When is the best time to spread salt?

This depends on a variety of factors. When we know with certainly from the weather forecast the roads will require gritting treatment, where possible we carry out the gritting treatment in the evening at approximately 6.30pm and / or in the morning prior to commuting traffic building up on our roads. Gritting at this time ensures the best performance of the grit. Spreading salt at these times also means the roads are treated in advance of peak traffic flows, before the times where frost and ice will form, and when there will be enough traffic on the roads to help the salt mix with the moisture to form a saline solution.

Where the weather forecast cannot confirm with certainty that a treatment will be needed, we will continuously monitor the weather data and order a grit treatment only if it is needed. If the time of salt spreading coincides with the rush hours, the gritters can be severely delayed and get stuck in traffic, so we always try to avoid gritting during rush hours wherever possible. Difficulties can arise when rain is forecast to continue right up to the time of freezing or when the rain is forecast to turn to snow. In these circumstances the gritters must wait until the rain has stopped or the salt will be washed away.

What is rock salt?

The salt we use on the roads and pedestrian areas is rock salt. Rock salt is more than 90% pure Sodium Chloride (salt) with the remaining insolubles consisting mainly of Keuper Marl which helps to protect the salt quality. Marl also helps improve friction when salt is used as a highway de-icer.

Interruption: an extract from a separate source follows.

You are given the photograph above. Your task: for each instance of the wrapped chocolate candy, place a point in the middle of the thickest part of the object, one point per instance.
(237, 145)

How long can rock salt be stored for?

If rock salt is kept dry it can last for a long time. It is also more effective if it is kept dry before it is spread. If it's exposed to water it will dissolve and will be washed away, meaning the salt concentration is less when it is spread so it is less effective. Rock salt will also bind together when it gets wet so has to be broken up before it can be used. However, there are often clumps left, which means the rock salt won't spread as evenly and will be less effective as a result.

We cover our salt stocks to ensure it is well preserved and in the best condition for gritting. This is why we always ask for all salt bin lids to be kept closed to prevent the salt quality from deteriorating.

Where does the Council get its rock salt from?

Our salt supplier is Irish Salt Sales Ltd.- the operators of one of the UK's biggest rock salt mine at County Antrim, Northern Ireland. They salt all year round, which allows us to build our stock levels through the summer and autumn. We store just under 5000 tonnes which ensures sufficient stock to provide the service through an average winter. Our stock levels are maintained in accordance with National resilience requirements.

Facts about salt and treatments

  • Road surface temperature and whether the road is wet or dry determines what grit treatment is needed - not the air temperature. Even on cold days the roads may have retained enough heat for treatments not to be necessary
  • Over 4000 tonne of salt is spread on our roads each year. The majority is spread onto our priority road network which can account for upwards of 67% of the overall road network. All our remaining roads are treated when required during prolonged severe weather 
  • Salting West Dunbartonshire Council's roads and footways costs on average £730,000 each of the past 5 winters
  • Dependent solely on the weather, winter service expenditure can vary vastly, making control of budgets very difficult.